Grâce au dépôt des archives de la société Boussiron au Centre d’archives de l’Institut français d’architecture, nous disposons de documents de première main sur cette aventure, dont de nombreuses photographies prises tout au long du chantier par les photographes locaux, mais également un film de 11 mn, qui donne à voir le travail des ingénieurs et des ouvriers.
Un travail qui résiste aux crues et s’ouvre au trafic
Cet hiver-là, le travail exceptionnel de Nicolas Esquillan fit ses preuves ; donnons-lui à nouveau la parole : « Le 7 décembre 1937, une crue soudaine et très forte comme on n’en avait pas enregistré depuis de nombreuses années, eut lieu. Une quantité considérable de troncs d’arbres, ramassés sur les berges et charriés par les flots, venaient droit sur l’échafaudage. Toute la journée, les ouvriers luttèrent et purent réussir jusqu’à la tombée de la nuit à faire passer au moyen de gaffes ces troncs entre les palées ou par-dessus les échafaudages, soit pour charger ceux-ci, soit pour y être débités et évacués en aval. Mais l’obscurité survint. La fatigue se fit sentir. Deux gros arbres entiers se butèrent l’un contre l’autre (…). Il devint presque impossible de lutter. Cependant un éclairage put être établi et quelques efforts tentés à nouveau. Au cours de la nuit, la crue atteignit la cote 33,860 et la dénivellation des eaux entre l’amont et l’aval 0,60. À ce moment, le pire put être craint, car de nombreux craquements se firent entendre, menaçant le personnel de l’entreprise comme celui de l’administration. (…) Grâce aux précautions prises, tirants immergés, passerelle de service fortement contreventée, liaisons multiples, l’échafaudage avait résisté à l’effet d’une crue supérieure de 0,57 m à celle pour laquelle il avait été prévu. (…) Aucun mouvement ne fut enregistré jusqu’à la fin des travaux et le pont se termina sans autre accident ».
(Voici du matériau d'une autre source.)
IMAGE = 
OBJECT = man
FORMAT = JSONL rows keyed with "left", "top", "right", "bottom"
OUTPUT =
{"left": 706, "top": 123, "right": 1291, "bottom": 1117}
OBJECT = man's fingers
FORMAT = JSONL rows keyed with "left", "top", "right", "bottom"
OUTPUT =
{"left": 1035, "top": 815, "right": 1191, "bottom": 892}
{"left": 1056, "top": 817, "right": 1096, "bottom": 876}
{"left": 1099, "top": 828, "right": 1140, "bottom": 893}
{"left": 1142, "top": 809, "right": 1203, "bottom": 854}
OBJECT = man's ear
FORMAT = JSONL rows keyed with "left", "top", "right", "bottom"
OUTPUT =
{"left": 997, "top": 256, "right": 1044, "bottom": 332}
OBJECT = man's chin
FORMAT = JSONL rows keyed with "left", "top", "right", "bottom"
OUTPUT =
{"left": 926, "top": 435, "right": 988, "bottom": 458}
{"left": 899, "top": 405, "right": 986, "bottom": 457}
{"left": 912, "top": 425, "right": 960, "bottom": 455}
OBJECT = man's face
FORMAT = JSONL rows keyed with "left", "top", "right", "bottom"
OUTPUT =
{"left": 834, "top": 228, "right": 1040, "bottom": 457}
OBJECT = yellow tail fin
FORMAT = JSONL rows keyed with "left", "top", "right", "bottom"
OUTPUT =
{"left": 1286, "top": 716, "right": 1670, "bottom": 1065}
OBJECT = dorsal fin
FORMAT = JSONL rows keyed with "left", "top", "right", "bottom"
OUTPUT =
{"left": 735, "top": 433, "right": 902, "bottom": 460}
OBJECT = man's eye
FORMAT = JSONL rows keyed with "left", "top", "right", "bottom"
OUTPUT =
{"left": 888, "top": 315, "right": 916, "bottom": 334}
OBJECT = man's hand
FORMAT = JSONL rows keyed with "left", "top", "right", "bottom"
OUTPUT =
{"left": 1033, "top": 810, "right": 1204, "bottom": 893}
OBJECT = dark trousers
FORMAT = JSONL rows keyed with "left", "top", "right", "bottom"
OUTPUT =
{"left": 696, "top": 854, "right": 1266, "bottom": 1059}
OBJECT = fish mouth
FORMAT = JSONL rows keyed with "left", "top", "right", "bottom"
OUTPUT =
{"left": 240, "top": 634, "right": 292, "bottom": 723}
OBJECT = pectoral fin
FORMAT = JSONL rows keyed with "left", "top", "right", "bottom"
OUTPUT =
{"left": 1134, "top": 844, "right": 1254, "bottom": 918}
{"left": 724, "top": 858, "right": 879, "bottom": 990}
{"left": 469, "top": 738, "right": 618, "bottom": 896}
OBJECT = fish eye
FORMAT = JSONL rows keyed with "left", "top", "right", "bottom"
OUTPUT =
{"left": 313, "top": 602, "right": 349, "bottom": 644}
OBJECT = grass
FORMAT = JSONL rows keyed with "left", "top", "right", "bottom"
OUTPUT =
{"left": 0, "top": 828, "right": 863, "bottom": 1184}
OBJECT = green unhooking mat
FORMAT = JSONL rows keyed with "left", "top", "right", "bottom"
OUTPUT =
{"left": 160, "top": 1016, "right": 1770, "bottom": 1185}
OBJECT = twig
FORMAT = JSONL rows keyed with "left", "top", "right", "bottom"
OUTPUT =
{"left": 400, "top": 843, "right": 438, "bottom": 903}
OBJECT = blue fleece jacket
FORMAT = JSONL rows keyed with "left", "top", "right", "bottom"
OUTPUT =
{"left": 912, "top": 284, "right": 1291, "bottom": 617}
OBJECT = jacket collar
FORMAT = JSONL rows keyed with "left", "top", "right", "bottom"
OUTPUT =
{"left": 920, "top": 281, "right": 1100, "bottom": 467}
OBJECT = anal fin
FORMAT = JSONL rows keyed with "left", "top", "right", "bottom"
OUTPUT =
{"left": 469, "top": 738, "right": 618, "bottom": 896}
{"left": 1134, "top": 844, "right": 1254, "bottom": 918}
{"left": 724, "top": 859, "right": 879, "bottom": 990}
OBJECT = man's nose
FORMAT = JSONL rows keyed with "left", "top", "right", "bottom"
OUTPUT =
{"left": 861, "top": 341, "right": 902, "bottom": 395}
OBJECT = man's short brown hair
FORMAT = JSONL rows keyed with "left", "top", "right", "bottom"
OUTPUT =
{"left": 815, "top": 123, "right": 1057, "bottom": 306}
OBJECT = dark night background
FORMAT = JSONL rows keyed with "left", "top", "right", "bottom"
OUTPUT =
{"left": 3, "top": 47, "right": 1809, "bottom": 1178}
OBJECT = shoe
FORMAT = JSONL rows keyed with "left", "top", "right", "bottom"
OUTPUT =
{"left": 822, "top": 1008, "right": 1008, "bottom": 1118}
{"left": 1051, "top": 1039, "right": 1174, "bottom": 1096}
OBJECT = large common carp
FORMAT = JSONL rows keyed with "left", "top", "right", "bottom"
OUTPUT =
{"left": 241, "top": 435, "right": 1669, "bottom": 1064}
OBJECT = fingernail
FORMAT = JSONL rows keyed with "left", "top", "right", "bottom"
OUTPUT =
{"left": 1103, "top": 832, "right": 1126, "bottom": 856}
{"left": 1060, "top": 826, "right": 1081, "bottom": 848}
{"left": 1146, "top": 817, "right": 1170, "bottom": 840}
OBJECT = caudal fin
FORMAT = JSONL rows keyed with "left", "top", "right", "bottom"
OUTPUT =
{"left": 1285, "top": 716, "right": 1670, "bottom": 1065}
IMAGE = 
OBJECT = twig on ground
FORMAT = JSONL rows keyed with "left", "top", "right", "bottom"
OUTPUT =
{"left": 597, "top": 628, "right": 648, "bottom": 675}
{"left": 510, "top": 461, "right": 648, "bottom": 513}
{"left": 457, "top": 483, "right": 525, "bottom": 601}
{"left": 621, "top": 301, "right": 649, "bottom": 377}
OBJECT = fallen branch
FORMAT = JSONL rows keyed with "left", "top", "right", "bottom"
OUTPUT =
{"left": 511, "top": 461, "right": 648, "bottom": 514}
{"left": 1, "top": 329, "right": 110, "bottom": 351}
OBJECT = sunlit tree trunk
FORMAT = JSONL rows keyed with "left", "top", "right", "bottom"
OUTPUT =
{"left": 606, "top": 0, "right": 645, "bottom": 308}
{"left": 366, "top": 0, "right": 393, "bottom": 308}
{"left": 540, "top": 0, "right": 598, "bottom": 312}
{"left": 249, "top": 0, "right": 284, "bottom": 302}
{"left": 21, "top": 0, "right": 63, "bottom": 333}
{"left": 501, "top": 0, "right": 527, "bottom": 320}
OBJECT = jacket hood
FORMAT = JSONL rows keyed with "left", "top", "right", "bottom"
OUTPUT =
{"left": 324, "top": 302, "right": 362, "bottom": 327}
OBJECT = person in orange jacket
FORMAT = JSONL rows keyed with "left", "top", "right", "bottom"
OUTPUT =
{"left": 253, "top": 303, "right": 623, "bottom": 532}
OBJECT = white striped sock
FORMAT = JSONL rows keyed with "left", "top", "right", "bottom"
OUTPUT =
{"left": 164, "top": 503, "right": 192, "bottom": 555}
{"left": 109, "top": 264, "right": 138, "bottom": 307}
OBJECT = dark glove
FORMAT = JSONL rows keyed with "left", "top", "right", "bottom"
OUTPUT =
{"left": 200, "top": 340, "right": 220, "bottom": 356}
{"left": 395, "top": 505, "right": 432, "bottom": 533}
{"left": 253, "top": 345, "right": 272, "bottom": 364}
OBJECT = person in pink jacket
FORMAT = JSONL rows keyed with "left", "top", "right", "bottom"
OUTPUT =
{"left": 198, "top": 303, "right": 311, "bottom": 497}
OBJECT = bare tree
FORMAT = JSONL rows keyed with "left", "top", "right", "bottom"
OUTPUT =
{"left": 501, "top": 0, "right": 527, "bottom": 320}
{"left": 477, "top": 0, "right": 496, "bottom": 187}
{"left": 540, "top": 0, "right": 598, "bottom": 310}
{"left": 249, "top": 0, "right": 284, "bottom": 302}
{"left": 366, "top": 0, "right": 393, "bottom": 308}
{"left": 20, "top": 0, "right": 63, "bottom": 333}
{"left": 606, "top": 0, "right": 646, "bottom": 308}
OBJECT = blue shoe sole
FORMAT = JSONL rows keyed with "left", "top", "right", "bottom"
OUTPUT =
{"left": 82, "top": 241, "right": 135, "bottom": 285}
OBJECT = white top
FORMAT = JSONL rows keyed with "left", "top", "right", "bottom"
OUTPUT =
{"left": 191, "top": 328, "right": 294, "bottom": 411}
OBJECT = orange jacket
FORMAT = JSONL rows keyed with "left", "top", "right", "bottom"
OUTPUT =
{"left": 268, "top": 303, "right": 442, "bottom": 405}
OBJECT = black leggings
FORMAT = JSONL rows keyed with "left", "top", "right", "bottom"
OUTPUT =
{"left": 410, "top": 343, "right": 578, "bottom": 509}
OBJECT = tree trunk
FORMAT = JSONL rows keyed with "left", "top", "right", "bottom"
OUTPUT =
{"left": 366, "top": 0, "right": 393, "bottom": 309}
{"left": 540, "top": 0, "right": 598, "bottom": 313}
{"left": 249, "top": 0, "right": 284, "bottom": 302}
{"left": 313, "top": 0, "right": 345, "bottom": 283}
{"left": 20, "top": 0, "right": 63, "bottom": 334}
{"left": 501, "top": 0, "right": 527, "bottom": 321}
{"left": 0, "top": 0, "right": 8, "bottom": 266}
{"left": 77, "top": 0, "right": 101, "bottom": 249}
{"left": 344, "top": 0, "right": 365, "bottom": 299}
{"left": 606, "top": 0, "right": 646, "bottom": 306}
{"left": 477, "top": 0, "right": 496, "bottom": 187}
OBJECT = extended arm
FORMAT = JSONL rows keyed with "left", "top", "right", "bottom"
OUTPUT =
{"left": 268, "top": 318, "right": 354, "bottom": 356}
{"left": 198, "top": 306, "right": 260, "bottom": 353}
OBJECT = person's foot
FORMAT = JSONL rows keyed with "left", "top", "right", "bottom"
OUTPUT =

En février 1938, les 3 arcs continus furent décintrés simultanément à l’aide de 3 vérins de 100 t placés à la clef de chaque arc. À la fin de l’année, le 4 novembre, se déroulèrent avec succès les épreuves de résistance, qui virent passer un convoi de camions de 16 t, pour une charge totale de 170 t. Les finitions allaient pouvoir s’achever, et le pont s’ouvrir au trafic. 81 ans plus tard, le pont de Nicolas Esquillan fait définitivement partie du paysage de Clairac.